La vie tient quelquefois à un fil. Adolescent, Éric Girardin se rêvait footballeur. « J’avais fait deux vœux d’orientation : le sport étude, sinon l’école hôtelière. Sauf que mes vœux se sont perdus et je me suis retrouvé en électromécanique. J’ai même bossé chez Martel Catal (une entreprise qui fabriquait des bâches tissées à Sélestat) ».
Finalement, après sa formation initiale, Éric Girardin est retourné à l’école hôtelière et il a continué à jouer au foot jusqu’en 3e division nationale. « Pendant onze ans, j’ai fait les saisons. L’hiver, j’étais maître d’hôtel au Bateau Ivre à Courchevel et l’été je travaillais avec mes parents qui tenaient une ferme auberge dans le Val d’Argent ».
La rencontre avec Marylin, sommelière de métier, va tout chambouler. Ensemble, ils font le choix d’ouvrir leur propre restaurant à Strasbourg en 2003. « Depuis l’école, je n’avais pas cuisiné. Il a fallu bosser dur, tout réapprendre seul. J’ai fait la cuisine que j’avais envie de manger, de partager », raconte-t-il.
Cinq ans plus tard, son travail est récompensé par une étoile au Michelin. Mais Éric Girardin ne change rien. Il continue son œuvre d’autodidacte, sans influence. En préservant son identité.
Des cuissons millimétrées
En 2015, le couple s’offre un nouveau défi en rachetant l’historique maison des Têtes à Colmar. L’année suivante, il retrouve son étoile, grâce à une cuisine de goût qui décline le végétal à l’envi avec des cuissons millimétrées et une rigueur de tous les instants. Cette cuisine d’émotion est le fruit de son parcours singulier, hors des sentiers battus.
Éric Girardin aime tout ce qui donne du relief à la cuisine : les poivres, les agrumes, les aromates… Il travaille sans distinction la betterave, le pigeon ou les cuisses de grenouilles qu’il cuit à l’ail des ours pour les servir avec une raviole aux herbes aromatiques arrosée d’un trait de vinaigre à l’huile de noisette.

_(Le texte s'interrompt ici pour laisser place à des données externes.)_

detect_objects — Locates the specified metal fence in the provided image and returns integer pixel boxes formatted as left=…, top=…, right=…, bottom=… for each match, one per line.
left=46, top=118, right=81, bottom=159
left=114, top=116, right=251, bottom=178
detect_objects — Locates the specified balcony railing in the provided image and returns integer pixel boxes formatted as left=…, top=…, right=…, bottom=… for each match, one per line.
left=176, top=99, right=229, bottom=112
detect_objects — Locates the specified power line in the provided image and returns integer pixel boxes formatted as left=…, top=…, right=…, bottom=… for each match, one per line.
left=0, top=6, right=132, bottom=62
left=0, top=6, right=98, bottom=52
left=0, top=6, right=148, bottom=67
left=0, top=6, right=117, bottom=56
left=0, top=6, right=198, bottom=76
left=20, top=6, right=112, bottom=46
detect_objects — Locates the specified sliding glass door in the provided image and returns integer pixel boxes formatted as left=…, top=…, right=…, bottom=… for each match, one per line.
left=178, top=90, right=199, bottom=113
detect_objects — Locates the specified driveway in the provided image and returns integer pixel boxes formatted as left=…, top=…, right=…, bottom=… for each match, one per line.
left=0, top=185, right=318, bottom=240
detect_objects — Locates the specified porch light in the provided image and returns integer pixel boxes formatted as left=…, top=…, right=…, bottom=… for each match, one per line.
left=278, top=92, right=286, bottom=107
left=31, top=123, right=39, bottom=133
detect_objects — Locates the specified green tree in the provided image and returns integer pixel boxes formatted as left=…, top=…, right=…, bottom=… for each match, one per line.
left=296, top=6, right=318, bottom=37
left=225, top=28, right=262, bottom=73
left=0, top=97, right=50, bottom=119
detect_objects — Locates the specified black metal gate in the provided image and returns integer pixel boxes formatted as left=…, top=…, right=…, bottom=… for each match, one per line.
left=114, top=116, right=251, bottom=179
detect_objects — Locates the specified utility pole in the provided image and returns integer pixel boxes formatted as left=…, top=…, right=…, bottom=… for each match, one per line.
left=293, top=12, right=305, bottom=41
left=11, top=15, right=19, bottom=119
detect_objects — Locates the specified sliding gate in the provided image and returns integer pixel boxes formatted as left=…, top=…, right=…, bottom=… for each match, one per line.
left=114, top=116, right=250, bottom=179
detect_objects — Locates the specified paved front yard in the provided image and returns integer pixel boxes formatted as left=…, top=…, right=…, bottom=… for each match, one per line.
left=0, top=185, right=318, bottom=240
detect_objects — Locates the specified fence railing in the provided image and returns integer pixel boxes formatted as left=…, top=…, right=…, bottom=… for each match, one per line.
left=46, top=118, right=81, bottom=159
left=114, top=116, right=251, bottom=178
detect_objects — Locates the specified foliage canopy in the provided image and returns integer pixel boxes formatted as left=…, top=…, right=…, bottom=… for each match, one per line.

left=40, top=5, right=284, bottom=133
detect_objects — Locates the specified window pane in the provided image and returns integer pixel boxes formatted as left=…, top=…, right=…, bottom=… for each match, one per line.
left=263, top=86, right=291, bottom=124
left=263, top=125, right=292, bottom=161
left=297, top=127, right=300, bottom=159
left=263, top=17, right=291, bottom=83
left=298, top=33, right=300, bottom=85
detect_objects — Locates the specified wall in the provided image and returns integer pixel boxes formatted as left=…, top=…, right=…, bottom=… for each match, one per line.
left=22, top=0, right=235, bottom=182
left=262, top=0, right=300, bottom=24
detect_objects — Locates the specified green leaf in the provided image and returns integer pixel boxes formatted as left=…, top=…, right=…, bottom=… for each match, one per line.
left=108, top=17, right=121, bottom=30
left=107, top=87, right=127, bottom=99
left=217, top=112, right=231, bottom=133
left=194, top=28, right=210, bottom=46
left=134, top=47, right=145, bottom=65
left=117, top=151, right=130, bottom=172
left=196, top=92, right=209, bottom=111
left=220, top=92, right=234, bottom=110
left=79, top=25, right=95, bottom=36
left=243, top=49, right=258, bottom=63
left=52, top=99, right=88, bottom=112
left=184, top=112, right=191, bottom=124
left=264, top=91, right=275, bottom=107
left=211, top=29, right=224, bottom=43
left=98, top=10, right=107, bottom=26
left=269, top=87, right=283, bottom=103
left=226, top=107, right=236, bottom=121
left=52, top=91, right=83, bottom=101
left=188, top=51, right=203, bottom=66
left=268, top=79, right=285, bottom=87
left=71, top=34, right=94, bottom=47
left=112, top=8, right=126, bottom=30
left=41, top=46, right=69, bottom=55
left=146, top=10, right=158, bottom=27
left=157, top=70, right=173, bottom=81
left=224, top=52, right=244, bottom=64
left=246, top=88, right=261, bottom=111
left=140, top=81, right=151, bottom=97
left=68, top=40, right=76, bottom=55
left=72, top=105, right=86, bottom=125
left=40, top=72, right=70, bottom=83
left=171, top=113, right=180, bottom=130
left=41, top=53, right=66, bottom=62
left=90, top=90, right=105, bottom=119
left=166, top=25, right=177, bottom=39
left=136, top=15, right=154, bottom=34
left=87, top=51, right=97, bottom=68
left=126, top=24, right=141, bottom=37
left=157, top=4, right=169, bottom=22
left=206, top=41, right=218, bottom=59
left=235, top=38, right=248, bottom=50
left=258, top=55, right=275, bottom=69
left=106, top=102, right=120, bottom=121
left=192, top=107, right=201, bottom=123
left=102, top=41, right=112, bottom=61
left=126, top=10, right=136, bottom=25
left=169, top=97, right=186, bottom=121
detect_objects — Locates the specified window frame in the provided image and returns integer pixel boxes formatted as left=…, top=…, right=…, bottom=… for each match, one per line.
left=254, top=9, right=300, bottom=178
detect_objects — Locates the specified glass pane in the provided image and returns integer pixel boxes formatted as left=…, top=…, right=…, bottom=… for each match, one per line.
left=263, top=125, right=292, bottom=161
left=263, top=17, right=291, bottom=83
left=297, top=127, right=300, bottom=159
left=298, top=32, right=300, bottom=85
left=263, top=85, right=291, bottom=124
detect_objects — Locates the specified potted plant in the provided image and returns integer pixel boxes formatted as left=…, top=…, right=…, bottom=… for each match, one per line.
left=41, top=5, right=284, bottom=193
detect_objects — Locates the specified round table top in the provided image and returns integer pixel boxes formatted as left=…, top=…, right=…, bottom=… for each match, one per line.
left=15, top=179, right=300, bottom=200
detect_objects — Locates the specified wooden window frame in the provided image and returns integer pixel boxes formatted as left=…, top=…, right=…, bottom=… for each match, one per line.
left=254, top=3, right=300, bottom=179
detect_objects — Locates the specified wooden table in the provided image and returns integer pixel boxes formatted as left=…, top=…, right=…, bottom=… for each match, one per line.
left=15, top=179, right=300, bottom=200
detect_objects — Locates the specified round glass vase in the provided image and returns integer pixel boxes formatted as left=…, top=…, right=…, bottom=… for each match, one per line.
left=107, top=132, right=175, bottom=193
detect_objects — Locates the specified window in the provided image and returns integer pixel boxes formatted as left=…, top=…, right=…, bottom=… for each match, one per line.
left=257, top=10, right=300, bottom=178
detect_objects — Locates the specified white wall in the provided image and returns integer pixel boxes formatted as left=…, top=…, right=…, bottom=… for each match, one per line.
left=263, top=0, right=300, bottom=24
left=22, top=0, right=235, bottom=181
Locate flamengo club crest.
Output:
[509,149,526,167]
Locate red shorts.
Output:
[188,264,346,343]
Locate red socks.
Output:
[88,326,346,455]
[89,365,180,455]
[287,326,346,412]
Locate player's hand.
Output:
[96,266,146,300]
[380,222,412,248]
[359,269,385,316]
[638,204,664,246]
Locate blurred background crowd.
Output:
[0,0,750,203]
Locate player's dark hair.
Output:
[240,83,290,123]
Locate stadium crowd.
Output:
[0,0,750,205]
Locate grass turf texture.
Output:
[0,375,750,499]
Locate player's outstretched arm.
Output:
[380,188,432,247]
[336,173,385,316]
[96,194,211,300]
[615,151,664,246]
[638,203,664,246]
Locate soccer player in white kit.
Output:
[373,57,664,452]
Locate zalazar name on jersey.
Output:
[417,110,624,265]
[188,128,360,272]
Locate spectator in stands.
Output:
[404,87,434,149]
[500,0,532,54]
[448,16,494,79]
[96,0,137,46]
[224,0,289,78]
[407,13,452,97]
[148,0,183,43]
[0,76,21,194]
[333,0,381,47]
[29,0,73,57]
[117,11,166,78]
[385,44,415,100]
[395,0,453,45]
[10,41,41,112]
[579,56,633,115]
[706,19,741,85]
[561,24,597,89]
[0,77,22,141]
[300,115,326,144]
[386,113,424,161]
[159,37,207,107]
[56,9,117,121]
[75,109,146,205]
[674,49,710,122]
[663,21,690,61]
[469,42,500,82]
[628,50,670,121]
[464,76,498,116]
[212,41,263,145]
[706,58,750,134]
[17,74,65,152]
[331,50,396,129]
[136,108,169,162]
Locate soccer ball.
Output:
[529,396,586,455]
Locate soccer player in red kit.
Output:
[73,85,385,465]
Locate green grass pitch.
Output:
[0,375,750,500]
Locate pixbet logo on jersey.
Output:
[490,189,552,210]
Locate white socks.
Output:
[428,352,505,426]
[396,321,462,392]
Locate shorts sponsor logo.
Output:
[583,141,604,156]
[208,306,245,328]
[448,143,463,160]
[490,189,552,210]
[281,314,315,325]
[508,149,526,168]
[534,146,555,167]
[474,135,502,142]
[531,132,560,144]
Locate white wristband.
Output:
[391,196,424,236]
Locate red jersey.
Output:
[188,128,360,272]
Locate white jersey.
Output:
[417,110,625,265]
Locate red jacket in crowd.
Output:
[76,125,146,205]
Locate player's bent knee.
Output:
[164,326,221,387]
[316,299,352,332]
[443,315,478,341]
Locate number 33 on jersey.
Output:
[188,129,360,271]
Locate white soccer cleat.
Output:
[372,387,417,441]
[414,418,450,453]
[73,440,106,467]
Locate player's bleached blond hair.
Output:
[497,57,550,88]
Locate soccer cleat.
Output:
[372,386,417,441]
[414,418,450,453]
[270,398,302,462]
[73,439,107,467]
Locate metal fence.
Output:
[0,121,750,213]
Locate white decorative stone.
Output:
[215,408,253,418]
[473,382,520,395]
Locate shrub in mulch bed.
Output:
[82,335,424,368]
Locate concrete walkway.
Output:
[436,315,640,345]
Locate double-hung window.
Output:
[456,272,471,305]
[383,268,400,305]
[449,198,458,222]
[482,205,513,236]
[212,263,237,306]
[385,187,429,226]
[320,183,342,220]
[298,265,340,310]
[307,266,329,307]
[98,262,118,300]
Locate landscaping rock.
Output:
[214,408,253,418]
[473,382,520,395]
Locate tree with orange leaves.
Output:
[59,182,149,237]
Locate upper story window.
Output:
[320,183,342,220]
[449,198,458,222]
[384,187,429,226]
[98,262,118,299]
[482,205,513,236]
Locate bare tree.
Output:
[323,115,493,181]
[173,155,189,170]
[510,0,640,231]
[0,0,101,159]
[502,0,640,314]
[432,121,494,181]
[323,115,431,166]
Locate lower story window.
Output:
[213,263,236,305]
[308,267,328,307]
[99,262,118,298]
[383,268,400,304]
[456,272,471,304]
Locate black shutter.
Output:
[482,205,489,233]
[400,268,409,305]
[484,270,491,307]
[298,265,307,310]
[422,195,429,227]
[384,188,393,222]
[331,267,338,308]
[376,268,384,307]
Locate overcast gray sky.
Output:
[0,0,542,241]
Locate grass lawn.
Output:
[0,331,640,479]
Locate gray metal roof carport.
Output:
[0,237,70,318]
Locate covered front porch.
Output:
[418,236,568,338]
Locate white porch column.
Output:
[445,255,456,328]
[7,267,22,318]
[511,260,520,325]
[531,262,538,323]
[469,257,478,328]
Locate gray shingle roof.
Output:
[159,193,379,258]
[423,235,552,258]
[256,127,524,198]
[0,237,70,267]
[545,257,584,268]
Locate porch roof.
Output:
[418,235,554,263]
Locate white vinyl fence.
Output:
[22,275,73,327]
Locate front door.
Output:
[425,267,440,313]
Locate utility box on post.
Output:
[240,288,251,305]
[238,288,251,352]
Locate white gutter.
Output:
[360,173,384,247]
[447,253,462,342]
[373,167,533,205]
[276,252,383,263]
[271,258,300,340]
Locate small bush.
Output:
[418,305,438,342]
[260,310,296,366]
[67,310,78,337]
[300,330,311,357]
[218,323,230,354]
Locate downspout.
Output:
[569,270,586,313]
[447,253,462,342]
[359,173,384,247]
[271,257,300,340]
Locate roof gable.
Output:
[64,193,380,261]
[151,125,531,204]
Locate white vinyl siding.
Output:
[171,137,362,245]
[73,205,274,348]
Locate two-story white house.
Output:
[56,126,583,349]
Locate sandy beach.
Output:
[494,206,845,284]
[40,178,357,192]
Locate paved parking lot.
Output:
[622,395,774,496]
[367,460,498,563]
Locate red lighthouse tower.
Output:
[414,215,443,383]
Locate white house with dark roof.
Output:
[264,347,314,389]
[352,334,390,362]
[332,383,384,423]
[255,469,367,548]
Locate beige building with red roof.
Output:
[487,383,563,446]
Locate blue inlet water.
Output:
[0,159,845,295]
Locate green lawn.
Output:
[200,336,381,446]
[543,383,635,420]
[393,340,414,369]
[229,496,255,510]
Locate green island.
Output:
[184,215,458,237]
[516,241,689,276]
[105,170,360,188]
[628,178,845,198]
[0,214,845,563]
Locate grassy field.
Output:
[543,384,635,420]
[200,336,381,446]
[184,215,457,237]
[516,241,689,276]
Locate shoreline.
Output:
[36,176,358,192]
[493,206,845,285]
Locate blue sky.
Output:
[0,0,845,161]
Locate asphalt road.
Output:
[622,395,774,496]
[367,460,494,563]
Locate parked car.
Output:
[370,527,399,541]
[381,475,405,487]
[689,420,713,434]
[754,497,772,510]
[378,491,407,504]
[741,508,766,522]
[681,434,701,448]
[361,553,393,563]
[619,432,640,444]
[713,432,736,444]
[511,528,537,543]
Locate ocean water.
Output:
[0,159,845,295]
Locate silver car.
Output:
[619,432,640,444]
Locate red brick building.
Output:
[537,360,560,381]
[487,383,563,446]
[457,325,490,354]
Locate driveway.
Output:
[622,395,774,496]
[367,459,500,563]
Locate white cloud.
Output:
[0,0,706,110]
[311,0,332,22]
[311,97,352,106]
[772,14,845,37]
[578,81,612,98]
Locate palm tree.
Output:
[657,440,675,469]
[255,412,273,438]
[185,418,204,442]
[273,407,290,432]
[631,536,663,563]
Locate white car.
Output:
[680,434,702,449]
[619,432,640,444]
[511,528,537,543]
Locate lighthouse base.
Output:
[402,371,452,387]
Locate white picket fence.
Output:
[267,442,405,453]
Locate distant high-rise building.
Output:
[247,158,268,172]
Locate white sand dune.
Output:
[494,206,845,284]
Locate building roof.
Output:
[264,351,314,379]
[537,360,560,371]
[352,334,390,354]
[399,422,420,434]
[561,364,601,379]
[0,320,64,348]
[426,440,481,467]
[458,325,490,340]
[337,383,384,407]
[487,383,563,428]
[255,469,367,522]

Sa cuisine est une explosion d’audaces, à l’image de ce céleri rave fumé travaillé avec un bouillon de pastis alsacien ou encore ce bar cuit au chalumeau sur la peau, servi avec des ceps snackés, en purée, rehaussé au gel de bergamote. Éric Girardin joue sur les couleurs, les textures, les saveurs et n’hésite pas à bousculer les standards de la cuisine alsacienne. Témoin cette tarte à l’oignon revisitée ou encore ce munster transformé en mousse, agrémenté de fleurs citronnées et de marc de gewurtz. Pour se concentrer sur son métier, le chef a fait le choix d’un menu unique en sept étapes. « Tous les quinze jours, il y a au moins un plat qui change », reconnaît un serveur. Histoire de travailler chaque produit au meilleur de sa saison.